Little monster Wince represents the worry-wart in all of us. When Wince's worries start to build up, he is confronted by an unwanted visitor — the WorryBug. The WorryBug feeds on Wince's constant worrying, so readers see it grow from the size of a fly to a looming presence that is larger than Wince.

This charming 20-page story shows kids how to manage their own worrying by seeing Wince get the help of others and being busy doing things in his own life. With no worries to feed it, the WorryBug shrink and eventually Wince is able to banish it from his life. Wince — Don't Feed the WorryBug jumpstarts a conversation about worrying by allowing kids to record their own worries so they too can identify and then learn to manage them.

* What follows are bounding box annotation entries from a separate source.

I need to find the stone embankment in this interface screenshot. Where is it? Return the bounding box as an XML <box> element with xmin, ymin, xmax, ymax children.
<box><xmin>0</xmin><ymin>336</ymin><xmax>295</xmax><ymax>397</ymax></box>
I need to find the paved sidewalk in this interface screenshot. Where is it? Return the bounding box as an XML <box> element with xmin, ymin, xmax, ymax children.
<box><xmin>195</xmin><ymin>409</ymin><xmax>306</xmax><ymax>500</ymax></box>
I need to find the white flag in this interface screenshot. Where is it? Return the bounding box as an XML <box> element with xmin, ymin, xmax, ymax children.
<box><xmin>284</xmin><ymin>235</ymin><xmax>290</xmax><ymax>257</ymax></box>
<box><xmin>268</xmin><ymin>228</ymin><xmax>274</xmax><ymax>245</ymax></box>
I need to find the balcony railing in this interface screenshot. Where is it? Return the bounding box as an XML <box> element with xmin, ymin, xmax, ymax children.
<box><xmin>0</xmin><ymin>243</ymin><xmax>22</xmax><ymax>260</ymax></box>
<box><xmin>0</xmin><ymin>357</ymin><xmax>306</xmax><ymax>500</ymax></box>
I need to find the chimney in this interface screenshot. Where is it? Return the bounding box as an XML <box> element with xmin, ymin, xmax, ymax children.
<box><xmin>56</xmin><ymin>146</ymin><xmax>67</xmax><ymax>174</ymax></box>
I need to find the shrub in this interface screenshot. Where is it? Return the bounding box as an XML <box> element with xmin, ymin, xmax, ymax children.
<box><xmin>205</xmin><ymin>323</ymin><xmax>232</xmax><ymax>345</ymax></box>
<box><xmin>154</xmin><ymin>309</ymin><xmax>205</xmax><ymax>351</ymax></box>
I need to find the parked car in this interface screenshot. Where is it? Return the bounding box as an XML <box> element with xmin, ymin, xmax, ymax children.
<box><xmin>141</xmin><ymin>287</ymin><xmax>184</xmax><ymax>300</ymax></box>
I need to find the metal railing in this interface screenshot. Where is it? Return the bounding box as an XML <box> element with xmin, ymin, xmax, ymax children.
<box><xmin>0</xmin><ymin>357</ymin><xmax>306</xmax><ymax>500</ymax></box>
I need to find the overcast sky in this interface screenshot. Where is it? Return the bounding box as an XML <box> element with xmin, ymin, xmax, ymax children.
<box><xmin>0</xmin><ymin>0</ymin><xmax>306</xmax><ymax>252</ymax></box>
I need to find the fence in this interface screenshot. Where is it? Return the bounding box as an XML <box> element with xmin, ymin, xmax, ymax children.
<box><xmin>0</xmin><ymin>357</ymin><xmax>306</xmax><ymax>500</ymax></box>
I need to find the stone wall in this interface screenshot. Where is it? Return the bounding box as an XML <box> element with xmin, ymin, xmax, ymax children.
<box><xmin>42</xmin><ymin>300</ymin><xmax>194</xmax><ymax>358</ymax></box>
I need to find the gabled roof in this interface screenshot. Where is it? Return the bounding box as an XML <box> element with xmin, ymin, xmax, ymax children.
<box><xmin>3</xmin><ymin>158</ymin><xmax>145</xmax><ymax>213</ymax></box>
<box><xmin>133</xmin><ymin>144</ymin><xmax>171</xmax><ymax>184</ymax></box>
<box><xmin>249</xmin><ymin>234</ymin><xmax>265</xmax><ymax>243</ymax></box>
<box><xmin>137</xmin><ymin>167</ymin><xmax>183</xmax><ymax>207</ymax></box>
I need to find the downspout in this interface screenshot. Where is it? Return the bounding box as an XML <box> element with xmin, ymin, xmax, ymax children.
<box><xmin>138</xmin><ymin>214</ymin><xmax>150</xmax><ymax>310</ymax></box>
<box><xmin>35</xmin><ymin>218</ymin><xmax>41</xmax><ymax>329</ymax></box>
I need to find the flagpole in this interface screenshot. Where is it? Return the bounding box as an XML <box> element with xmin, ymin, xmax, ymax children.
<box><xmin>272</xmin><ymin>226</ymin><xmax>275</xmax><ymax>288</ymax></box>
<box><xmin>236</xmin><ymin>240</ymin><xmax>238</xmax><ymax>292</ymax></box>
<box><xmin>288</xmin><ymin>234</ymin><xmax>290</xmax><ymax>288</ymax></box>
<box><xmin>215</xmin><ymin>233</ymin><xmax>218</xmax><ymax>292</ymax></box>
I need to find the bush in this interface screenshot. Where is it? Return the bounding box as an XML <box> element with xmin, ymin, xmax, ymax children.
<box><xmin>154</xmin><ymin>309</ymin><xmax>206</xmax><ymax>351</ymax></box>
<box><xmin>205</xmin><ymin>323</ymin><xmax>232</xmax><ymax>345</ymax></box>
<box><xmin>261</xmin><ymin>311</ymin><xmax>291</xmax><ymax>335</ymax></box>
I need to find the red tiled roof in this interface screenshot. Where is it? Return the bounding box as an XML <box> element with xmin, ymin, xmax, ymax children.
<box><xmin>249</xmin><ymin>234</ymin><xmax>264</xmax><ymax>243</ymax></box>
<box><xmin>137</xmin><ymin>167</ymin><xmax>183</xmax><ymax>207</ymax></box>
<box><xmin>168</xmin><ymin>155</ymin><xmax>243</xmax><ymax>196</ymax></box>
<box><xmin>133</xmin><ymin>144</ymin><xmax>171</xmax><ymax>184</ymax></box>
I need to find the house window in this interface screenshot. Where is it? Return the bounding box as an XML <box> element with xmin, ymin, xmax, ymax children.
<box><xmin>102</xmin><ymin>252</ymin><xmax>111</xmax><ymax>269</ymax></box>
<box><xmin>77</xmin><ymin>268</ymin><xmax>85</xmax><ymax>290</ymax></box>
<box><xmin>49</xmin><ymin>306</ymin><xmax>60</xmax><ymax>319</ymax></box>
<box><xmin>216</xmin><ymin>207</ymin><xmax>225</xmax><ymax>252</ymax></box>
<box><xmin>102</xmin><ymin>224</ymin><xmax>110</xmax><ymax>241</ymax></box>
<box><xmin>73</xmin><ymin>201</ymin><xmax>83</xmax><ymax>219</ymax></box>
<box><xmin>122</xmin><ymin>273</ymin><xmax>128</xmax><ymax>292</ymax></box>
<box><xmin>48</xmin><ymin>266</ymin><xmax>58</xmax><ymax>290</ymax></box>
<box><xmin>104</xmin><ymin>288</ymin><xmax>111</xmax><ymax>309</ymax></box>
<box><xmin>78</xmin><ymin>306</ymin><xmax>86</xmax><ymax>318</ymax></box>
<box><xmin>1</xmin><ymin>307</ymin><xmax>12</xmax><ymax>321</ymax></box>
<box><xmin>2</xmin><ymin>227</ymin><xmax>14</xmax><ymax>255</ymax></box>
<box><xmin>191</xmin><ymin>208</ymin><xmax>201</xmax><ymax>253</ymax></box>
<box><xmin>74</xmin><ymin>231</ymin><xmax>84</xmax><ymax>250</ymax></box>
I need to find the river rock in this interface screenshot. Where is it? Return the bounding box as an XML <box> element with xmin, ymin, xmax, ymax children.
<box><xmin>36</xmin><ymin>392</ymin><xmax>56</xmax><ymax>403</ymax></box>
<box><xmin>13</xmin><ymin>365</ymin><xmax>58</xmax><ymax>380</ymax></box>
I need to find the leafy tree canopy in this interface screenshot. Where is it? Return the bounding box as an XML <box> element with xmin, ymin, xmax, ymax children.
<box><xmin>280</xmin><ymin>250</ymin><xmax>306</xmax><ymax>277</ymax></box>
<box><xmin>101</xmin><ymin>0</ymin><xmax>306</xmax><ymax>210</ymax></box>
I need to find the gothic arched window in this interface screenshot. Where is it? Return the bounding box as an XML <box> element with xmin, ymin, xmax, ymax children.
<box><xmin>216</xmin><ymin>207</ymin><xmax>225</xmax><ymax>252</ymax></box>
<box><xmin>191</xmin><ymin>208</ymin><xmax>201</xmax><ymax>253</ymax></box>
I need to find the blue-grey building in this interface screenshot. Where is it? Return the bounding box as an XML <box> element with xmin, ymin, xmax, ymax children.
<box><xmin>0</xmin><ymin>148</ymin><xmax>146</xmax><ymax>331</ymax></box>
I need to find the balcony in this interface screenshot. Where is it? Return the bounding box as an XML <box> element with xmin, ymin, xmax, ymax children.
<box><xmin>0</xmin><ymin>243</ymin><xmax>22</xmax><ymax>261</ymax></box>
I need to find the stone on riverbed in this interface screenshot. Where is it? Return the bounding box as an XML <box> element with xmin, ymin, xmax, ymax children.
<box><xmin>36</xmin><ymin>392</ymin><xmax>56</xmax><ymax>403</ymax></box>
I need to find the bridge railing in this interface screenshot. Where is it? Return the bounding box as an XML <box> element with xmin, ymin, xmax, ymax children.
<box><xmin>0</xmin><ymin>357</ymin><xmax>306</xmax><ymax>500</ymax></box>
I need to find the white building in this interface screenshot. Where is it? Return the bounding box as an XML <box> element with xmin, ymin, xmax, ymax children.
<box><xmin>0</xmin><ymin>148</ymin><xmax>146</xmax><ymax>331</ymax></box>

Bonus Tip: For another app about a famous worrier, check out The Monster at the End of This Book … Starring Grover!

Wee You-Things shows kids that everybody has things that make them special, including Paul who is extra tall.

5. Wee You-Things

Wee Society LLC, best for ages 3-7, $2.99, iPhone, iPod Touch, iPad

Rating: 4 stars

This book app introduces 24 quirky characters to demonstrate the point that we are all different and that our differences are what makes each of us special. While enjoying the rhyming verse, kids meet characters with an extra eye, glasses, a purple tooth, a "ginormous" smile, different colored skins (including all the colors of the rainbow) and no hair. One is from outer space and another lives in the ocean.

Kids get in on the action of discovering each character's "you-thing." By tapping a character, children uncover that character's uniqueness, such as watching as the boy Paul fill the screen because he is extra tall. Wee You-Things is a great way to start a conversation about why each person (including the reader) is special; and why it is important to respect those who are different from you.